Description: While innovation is increasingly depending on the incorporation of knowledge from a diversity of sources, questions are raised as to what kinds of sources, and how they are incorporated in processes of innovation. As innovative challenges and conditions are changing with increasing pace these questions cannot just be solved through a singular choice of organisation or established guidelines for selecting innovative ideas. Issues of how to stage the scene and circumstances and how to facilitate processes and the involvement of diverse actors in innovation have increasingly come into focus. Successful innovation is seen as the outcome of interactions within a broader network spanning across diverse organisational and societal boundaries and institutions. There is a need to address the creation and navigation of new fora and spaces for development where existing frames of understandings may be challenged and new patterns for interactions emerge.

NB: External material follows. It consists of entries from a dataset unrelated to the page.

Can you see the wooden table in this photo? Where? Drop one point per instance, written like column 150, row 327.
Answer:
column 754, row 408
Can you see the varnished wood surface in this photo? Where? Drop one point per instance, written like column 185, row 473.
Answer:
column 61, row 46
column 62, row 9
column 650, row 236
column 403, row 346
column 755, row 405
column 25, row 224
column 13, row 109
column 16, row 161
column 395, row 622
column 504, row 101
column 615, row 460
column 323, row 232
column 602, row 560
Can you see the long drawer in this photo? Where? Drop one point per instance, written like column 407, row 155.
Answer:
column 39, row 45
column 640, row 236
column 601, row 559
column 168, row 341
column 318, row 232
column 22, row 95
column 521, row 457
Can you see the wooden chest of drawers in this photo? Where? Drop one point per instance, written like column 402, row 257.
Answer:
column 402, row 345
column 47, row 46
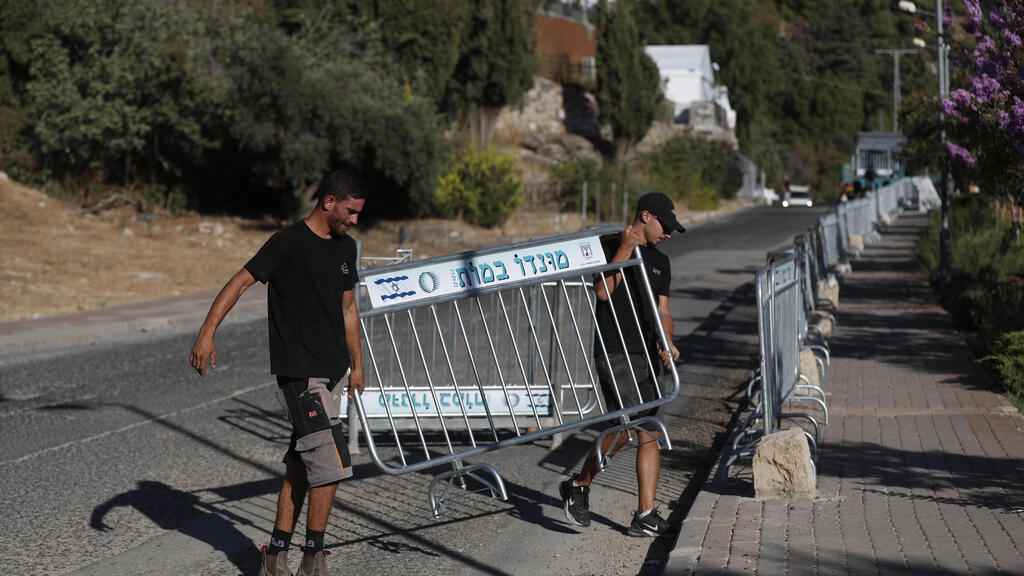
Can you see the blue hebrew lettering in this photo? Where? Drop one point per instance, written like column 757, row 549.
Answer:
column 503, row 275
column 544, row 268
column 563, row 260
column 472, row 271
column 486, row 274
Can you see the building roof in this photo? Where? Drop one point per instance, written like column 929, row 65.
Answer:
column 693, row 58
column 881, row 141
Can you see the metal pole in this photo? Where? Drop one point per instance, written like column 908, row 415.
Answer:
column 896, row 81
column 945, row 243
column 583, row 208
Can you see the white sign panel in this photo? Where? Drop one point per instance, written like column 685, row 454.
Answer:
column 469, row 272
column 452, row 402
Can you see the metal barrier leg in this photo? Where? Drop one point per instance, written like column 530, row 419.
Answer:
column 353, row 429
column 497, row 488
column 817, row 401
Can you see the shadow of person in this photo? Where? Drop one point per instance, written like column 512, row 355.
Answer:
column 183, row 512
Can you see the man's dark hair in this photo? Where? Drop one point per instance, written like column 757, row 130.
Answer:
column 341, row 184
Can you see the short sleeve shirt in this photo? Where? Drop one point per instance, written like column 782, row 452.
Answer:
column 659, row 274
column 306, row 276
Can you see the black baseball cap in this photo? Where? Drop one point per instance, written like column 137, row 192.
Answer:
column 663, row 208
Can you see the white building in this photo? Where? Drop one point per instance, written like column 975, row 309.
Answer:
column 688, row 80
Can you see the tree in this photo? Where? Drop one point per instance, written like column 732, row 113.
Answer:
column 629, row 86
column 987, row 137
column 496, row 65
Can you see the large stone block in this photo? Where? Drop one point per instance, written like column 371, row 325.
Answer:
column 856, row 243
column 809, row 367
column 822, row 321
column 782, row 466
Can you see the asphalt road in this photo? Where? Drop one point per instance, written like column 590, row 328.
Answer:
column 116, row 458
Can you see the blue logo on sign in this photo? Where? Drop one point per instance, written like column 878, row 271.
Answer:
column 395, row 288
column 428, row 282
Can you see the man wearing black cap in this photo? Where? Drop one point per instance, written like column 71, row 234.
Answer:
column 655, row 220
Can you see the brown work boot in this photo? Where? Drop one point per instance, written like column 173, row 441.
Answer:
column 313, row 564
column 273, row 565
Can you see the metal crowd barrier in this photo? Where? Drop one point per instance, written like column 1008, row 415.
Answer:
column 778, row 305
column 787, row 291
column 492, row 348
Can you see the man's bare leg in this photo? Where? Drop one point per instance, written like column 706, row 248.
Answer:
column 321, row 499
column 293, row 493
column 648, row 469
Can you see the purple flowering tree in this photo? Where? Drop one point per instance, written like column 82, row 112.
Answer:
column 986, row 131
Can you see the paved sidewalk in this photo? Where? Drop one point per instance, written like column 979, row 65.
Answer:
column 920, row 469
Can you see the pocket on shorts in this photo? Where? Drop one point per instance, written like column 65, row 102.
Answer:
column 313, row 440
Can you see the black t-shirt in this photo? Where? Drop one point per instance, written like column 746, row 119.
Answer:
column 659, row 274
column 306, row 276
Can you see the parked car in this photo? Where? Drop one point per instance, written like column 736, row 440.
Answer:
column 797, row 198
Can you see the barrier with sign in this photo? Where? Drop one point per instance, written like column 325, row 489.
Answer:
column 491, row 348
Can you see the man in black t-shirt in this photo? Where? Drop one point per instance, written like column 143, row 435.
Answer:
column 311, row 273
column 617, row 364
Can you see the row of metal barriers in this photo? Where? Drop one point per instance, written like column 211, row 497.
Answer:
column 796, row 296
column 471, row 353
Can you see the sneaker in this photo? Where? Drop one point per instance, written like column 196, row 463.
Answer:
column 650, row 525
column 313, row 564
column 273, row 565
column 577, row 500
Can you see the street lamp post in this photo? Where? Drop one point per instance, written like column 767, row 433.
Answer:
column 895, row 53
column 945, row 243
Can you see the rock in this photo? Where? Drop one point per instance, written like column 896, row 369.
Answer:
column 531, row 140
column 552, row 151
column 822, row 321
column 856, row 243
column 574, row 144
column 809, row 367
column 215, row 229
column 828, row 290
column 782, row 466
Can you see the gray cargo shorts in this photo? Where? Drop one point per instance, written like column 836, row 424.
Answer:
column 317, row 445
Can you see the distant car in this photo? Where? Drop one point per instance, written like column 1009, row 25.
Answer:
column 797, row 198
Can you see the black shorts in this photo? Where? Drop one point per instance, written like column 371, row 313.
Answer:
column 617, row 385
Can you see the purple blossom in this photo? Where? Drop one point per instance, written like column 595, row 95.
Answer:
column 961, row 155
column 973, row 8
column 985, row 45
column 984, row 87
column 1013, row 38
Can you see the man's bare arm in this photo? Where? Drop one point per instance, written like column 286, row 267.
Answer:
column 669, row 326
column 352, row 340
column 205, row 348
column 630, row 240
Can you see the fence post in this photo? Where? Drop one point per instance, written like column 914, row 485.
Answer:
column 626, row 195
column 583, row 210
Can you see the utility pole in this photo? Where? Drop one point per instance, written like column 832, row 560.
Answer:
column 895, row 53
column 945, row 243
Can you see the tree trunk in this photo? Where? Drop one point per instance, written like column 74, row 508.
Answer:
column 481, row 125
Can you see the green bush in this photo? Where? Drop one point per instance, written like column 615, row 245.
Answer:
column 480, row 188
column 691, row 167
column 1008, row 360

The course takes its departure in the well described dilemmas between incremental but often path dependent innovative processes within established networks and the quest for the development of new innovative, disruptive or breakthrough ideas, product and services facilitated through new networked relations. A range of theories, cases and approaches concerned with the framing, organising and staging of innovative processes, from linear sequential models to complex, dynamic networks of innovation are treated and related to the current work of the participants.
During the course, a dialogue is created between the participants’ projects and a diversity of understandings of the management and staging of innovation from organisation, institutional theory and sociology of innovation. The idea is to direct inquiry and to stimulate theoretical insights and empirical approaches in the field of innovation. The course introduces concepts which help render relevant phenomena and issues (relationships, dynamics, consequences) in the participants’ projects visible and open to investigation and analysis. This would, in turn, also help in delineating hypotheses of relevance to the investigation of innovative processes and their staging, and in proposing new directions for research in the field.
The program will cover the following themes:
- Challenges in innovation management and the staging of innovative processes
- From planning and calculation to social learning and translation of interests
- ‘Co-creation’ and ‘path creation’ as heterogeneous network building,
- Staging and navigation of temporary spaces for innovation across knowledge boundaries
The students should be familiar with basic understandings of innovative processes from innovation theory or science and technology studies (the STS field) on an academic master level.
The program includes teacher presentations, student presentations, company talks and dialogue sessions where students will receive feedback on their presentations and projects from fellow students as well as teachers.
As a preparation to the first assembly, participants should prepare a case or a theoretical perspective (oral supported with ppt) within the theme of the course.
Between the first and second assembly participants write a five page analysis bringing theory to bear on selected case material of their own choice. These assignments are basis for evaluation and approval of participation. In addition participants will be asked to fill in a formal evaluation scheme.
Applicants will receive notification of acceptance by Monday, April 29, 2013.
Course fee Participation in the course is free of charge, while any expenses toward accommodation or transportation for participating in the course must be met by the participants themselves.
Organizers: Christian Clausen, professor, cDIST - Center for Design, Innovation and Sustainable Transition, AAU PLAN-CPH, email: firstname.lastname@example.org Søren Kerndrup, associate professor, SIP, AAU PLAN, email: email@example.com
Lecturers: Christian Clausen (professor) DIST, Peter Karnøe (professor) DIST and Søren Kerndrup (associate professor) SIP, Department of Development and Planning, AAU, Frank Gertsen (professor) CIP, Department of Business and Management, AAU and Yutaka Yoshinaka (associate professor), DTU Management Engineering.
Time: The course is organized in two parts.
Part 1: June 12-13, 2013 and
Part 2: September 16-18, 2013
Place: AAU (Copenhagen and Aalborg)
Zip code: 2450 and 9000
City: Copenhagen SV and Aalborg
Number of seats: 15
Deadline: April 23, 2013
Important information concerning PhD courses
We have over some time experienced problems with no-show for both project and general courses. It has now reached a point where we are forced to take action. Therefore, the Doctoral School has decided to introduce a no-show fee of DKK 5,000 for each course where the student does not show up. Cancellations are accepted no later than 2 weeks before start of the course. Registered illness is of course an acceptable reason for not showing up on those days. Furthermore, all courses open for registration approximately three months before start. This can hopefully also provide new students a chance to register for courses during the year. We look forward to your registrations.